Em relação ao atraso na entrega dos uniformes o contrato é silente quanto ao prazo de entrega dos mesmos. Mas é óbvio que no primeiro dia de prestação dos serviços a contratada tinha a obrigação de apresentar todos seus funcionários devidamente uniformizados. A unidade gestora do contrato afirma que não foi isso que ocorreu e as irregularidades persistiram quanto a tal item até 30/11/15.
Em relação a todas as outras modalidades de descumprimento do ajuste a contratada busca eximir-se da aplicação da penalidade trazendo como principal argumentação o fato de não ter havido prejuízo para a continuidade normal dos serviços. Entretanto, consoante o já salientado nas linhas precedentes a mera alegação de que não houve prejuízo para a Administração não é suficiente para elidir a imposição da penalidade contratual.
Argumenta, ainda, a contratada, que as penalidades aplicadas não estariam em consonância com os princípios de razoabilidade e da proporcionalidade.

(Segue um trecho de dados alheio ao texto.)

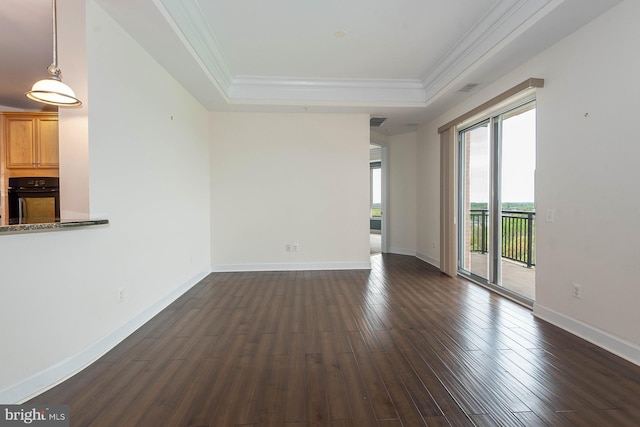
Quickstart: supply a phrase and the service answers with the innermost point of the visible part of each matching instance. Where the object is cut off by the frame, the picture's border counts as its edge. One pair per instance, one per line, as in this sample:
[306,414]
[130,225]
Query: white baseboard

Não se vislumbra, entretanto, ofensa a tais princípios.
A multa tem que representar um valor relevante de forma a ser dissuasória de infrações contratuais futuras. A experiência de contratos anteriores revela que quando se comina pena de multa de valor baixo a contratada prefere pagar a multa a sanar as irregularidades contratuais, e com isso a qualidade na prestação dos serviços fica comprometida, com uma sucessão infindável de infrações às disposições do contrato todos os meses.

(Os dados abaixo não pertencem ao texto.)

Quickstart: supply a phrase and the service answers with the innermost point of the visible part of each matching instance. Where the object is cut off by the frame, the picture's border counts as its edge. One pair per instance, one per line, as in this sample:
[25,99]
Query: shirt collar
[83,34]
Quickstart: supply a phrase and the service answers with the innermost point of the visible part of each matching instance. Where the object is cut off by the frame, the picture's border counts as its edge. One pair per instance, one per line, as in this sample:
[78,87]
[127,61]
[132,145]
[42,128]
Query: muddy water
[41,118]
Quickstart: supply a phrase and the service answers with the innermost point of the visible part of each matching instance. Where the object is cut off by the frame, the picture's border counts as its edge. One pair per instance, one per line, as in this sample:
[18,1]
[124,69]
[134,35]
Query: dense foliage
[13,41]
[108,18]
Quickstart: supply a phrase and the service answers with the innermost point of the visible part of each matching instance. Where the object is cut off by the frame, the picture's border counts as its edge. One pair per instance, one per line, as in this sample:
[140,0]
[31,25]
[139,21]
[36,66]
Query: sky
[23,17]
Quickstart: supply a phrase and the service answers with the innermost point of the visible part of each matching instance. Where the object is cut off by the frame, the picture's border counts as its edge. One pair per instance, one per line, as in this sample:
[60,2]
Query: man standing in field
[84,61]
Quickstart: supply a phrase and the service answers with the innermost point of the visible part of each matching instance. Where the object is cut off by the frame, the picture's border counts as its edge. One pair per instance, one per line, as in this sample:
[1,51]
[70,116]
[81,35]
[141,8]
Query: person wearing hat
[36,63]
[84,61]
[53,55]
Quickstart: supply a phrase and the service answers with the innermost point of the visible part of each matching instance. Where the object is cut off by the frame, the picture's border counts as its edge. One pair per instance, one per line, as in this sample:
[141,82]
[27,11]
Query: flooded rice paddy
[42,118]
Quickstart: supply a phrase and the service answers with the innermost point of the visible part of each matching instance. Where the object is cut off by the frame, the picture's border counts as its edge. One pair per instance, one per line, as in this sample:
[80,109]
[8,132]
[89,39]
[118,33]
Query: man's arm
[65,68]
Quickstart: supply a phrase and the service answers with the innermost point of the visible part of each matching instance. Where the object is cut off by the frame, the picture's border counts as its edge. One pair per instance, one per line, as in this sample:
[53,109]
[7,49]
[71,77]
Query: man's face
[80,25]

Quanto à argumentação de que as penalidades devem ser aplicadas por evento e não por dia, igualmente não procede uma vez que a aplicação das penalidades deve pautar-se pelas disposições do contrato e não é isso que o contrato dispõe. O contrato é absolutamente claro ao determinar que as penalidades devem ser contabilizadas por dia, nas hipóteses em que é permitida a aplicação por evento isso foi observado, como, por exemplo, no atraso na entrega dos produtos de limpeza.
Em face do exposto, tendo em conta que a contratada não apresentou motivos suficientes para elidir as sanções que lhe foram imputadas, recomendo a aplicação das penalidades expressas nos itens 2, 5, 14, 24, 28 e 29 todos da Tabela 2 do item 10.1.2. da Cláusula Décima do Contrato nº 32/2015, nos termos do cálculo apresentado pela Supervisão de Liquidação de Contratos – SGA.24 às fls. 1.408/1.409.
Tendo em consideração que é a primeira infração contratual da contratada, e há sugestão da unidade gestora em tal sentido, não vislumbro óbices à redução pela metade do valor total da multa, nos termos do item 10.1.2.1. da Cláusula Décima do Contrato nº 32/2015.
Este é o parecer, que submeto à criteriosa apreciação de V. Sa.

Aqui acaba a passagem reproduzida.